Patrick Pichette, the chair of Twitter's board of directors and Google's ex-CFO, has backed deep tech startup Apheris in a $3 million seed funding round alongside other investors. 

Founded in 2019, Apheris helps clients analyze data without risking privacy infractions. The free flow of internal data can be a minefield for private businesses, with large bulks of valuable information remaining unusable or unshareable due to privacy, compliance, legal or security concerns.

Apheris is a software-as-a-service company and CEO and cofounder Robin Rohm told Business Insider its pricing structure depended "on the use case and the data ecosystem that it's empowered". 

"There are other companies that focus on federated machine learning to enable computing on static and structured data, but they do not enable a data scientist to do data science on third-party data," he added.

"Apheris provides an interface to data scientists that allows them to do real R&D and data science while preserving data privacy and ownership."

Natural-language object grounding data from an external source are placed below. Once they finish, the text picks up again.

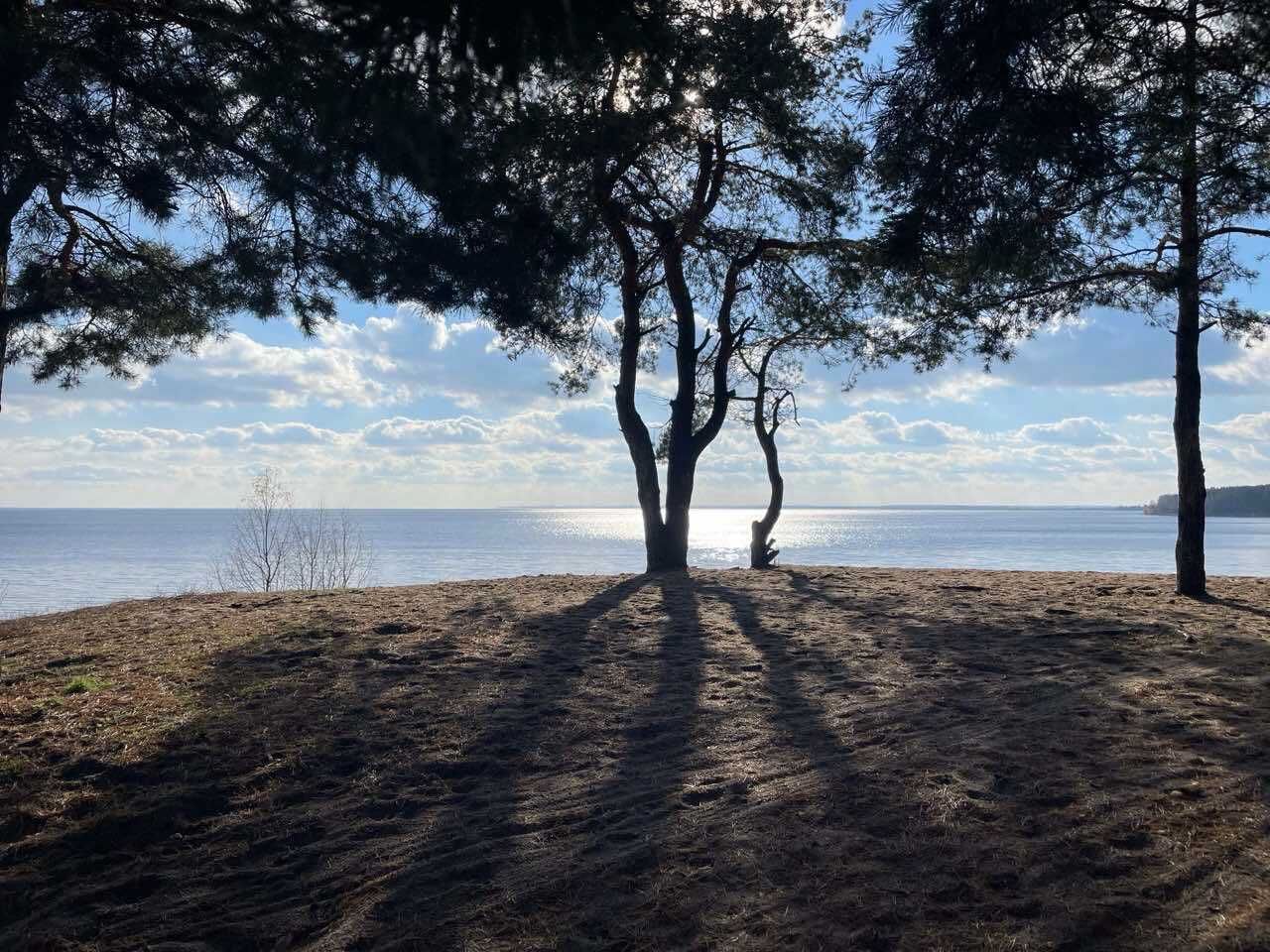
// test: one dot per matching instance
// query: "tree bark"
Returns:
(762, 553)
(1189, 552)
(681, 461)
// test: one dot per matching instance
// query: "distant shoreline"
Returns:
(888, 507)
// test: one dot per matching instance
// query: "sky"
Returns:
(394, 408)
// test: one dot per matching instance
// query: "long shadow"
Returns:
(1089, 815)
(893, 772)
(561, 864)
(218, 837)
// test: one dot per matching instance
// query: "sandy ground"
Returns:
(807, 758)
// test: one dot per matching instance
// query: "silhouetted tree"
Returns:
(1044, 155)
(168, 163)
(698, 145)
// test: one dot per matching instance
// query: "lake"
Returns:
(56, 558)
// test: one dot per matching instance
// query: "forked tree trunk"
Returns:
(1189, 552)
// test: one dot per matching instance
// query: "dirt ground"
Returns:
(806, 758)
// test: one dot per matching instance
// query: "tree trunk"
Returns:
(1189, 552)
(4, 352)
(1191, 465)
(762, 553)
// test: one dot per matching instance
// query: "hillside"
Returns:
(1222, 500)
(807, 758)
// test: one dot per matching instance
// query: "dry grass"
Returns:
(813, 758)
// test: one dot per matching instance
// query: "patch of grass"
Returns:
(82, 684)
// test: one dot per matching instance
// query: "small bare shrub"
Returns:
(277, 546)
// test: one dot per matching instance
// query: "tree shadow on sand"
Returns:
(793, 758)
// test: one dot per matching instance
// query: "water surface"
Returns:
(55, 558)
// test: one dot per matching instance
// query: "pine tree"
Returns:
(1042, 157)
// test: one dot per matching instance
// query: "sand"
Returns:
(806, 758)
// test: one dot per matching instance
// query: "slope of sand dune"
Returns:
(807, 758)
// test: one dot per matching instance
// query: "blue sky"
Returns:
(394, 408)
(391, 408)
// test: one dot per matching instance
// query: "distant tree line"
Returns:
(1222, 500)
(725, 186)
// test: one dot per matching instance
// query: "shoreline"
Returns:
(601, 576)
(919, 760)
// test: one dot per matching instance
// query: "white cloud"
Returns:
(1247, 426)
(1074, 430)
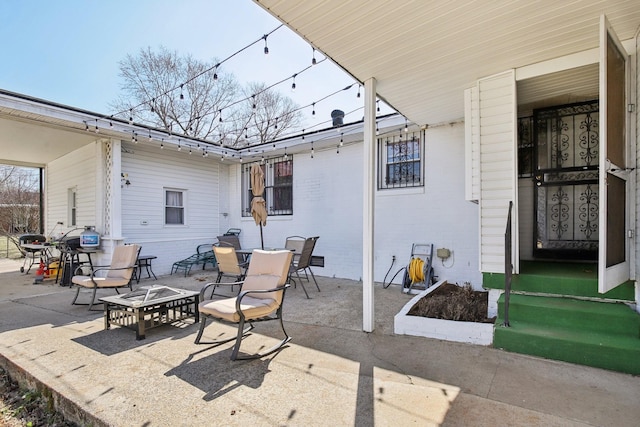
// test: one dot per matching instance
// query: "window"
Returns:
(278, 193)
(174, 207)
(71, 206)
(400, 161)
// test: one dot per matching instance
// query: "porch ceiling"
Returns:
(423, 54)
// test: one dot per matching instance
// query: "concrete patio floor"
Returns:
(331, 373)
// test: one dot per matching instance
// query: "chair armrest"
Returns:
(242, 294)
(208, 285)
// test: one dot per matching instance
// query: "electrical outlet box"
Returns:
(443, 253)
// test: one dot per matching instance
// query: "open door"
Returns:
(614, 173)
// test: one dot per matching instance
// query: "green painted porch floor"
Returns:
(576, 279)
(602, 335)
(547, 321)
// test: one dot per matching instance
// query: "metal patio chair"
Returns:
(302, 263)
(260, 299)
(118, 274)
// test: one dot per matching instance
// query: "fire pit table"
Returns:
(149, 307)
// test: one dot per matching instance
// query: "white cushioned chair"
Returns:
(260, 299)
(117, 275)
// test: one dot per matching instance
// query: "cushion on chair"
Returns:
(271, 263)
(252, 308)
(102, 282)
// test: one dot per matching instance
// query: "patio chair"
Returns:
(302, 262)
(260, 299)
(228, 265)
(118, 274)
(232, 240)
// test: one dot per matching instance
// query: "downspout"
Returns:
(41, 207)
(368, 204)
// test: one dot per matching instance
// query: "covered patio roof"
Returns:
(423, 54)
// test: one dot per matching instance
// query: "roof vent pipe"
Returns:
(337, 116)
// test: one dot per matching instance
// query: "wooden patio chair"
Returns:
(260, 299)
(117, 275)
(302, 263)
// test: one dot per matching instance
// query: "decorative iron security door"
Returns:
(566, 178)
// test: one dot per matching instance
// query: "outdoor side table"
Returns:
(144, 261)
(150, 307)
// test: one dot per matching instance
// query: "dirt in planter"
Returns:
(453, 302)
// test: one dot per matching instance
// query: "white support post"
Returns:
(368, 204)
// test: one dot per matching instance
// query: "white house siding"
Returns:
(472, 144)
(327, 200)
(497, 163)
(76, 170)
(150, 170)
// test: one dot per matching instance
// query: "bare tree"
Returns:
(264, 116)
(19, 201)
(194, 98)
(174, 92)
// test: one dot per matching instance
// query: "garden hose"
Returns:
(416, 270)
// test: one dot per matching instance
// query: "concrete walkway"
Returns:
(331, 374)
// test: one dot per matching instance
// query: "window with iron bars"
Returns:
(278, 191)
(400, 160)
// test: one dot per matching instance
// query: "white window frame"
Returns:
(183, 206)
(402, 138)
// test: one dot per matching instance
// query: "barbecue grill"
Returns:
(31, 253)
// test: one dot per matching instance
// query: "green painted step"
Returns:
(614, 352)
(609, 318)
(578, 279)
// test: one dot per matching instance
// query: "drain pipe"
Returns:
(508, 267)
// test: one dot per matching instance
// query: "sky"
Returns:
(67, 51)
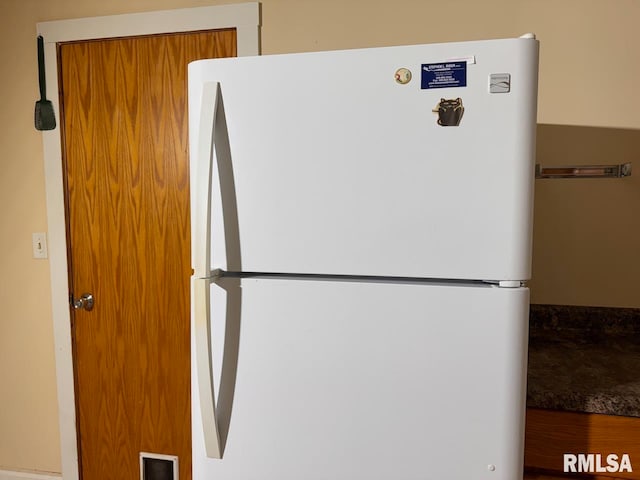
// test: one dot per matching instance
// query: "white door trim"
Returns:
(245, 17)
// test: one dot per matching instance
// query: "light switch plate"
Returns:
(39, 241)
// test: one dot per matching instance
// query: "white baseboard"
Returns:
(7, 475)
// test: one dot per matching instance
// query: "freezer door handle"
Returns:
(201, 210)
(213, 159)
(204, 367)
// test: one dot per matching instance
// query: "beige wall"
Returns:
(587, 234)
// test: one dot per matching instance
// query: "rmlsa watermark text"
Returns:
(596, 463)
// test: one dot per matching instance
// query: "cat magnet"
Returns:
(449, 112)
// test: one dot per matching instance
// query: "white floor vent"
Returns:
(154, 466)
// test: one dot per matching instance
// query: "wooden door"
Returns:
(125, 138)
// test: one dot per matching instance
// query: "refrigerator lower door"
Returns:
(365, 381)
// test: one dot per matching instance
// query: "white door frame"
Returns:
(245, 17)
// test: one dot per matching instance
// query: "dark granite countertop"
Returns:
(584, 359)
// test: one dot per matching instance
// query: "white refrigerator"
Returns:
(361, 240)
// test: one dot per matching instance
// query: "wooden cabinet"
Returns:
(550, 434)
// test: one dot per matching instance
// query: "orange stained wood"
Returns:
(125, 139)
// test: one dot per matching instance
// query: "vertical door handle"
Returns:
(204, 366)
(85, 302)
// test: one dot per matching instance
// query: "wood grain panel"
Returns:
(125, 139)
(550, 434)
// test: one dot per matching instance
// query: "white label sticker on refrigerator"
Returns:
(444, 75)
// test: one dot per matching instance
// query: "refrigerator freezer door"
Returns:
(338, 168)
(366, 381)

The firm said that, less than one year after launch, it had worked with around seven clients, including "top pharmaceutical, chemical, telecommunication, and manufacturing companies."

Seed investor LocalGlobe led the round alongside Dig Ventures and Pichette. Additional investors include another.vc, System.One, and angel investors Charles Songhurst, NaturalMotion founder Torsten Reil, and Songkick founder Ian Hogarth.